TxDOT anti-drunk driving campaign targeting college students on Spring Break

SAN ANTONIO (KTSA News) — The Texas Department of Transportation is urging college students not to get behind the wheel of a vehicle if they have had any alcohol over Spring Break.

But the Drive Sober. No Regrets campaign goes further. Spring Break will come and go, but the campaign stresses that driving under the influence of alcohol or narcotics is always a bad idea.

“Every drunk driving crash and death is one-hundred-percent preventable,” said Ruby Martinez, TxDOT Traffic Safety Program Manager. “DUI alcohol related crashes can result not only in lives lost, but also in life-altering, disabling, and permanent injuries for many survivors.”

The statewide impaired driving prevention campaign invites local college students to see and share firsthand stories from offenders and survivors to better understand the inherent risks of drunk driving. The campaign’s traveling video exhibit was at University of Texas at San Antonio on Thursday, and the 15-foot long video wall was brought in.
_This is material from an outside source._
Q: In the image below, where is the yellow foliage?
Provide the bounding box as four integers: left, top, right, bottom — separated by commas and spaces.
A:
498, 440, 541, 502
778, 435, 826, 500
You can take in some of the testimonials featured by offenders and survivors by clicking here.

TxDOT numbers show one person in Texas dies every 7 hours and 43 minutes in a DUI-alcohol (driving under the influence) related traffic crash. In 2021, 1,134 people in Texas were killed and 2,565 seriously injured because someone chose to get behind the wheel while impaired. During spring break of 2021, Texas recorded 874 DUI-alcohol related traffic crashes, resulting in 31 deaths and 107 serious injuries.

Beyond the inherent risk of injury and death to the driver, passengers or other innocent bystanders, driving while intoxicated is often accompanied by a lingering emotional and financial toll, resulting in legal, career, and mental health repercussions.

TxDOT’s Drive Sober. No Regrets. campaign is a key component of #EndTheStreakTX, a broader social media and word-of-mouth effort that encourages drivers to make safer choices while behind the wheel to help end the streak of daily deaths. Nov. 7, 2000, was the last deathless day on Texas roadways.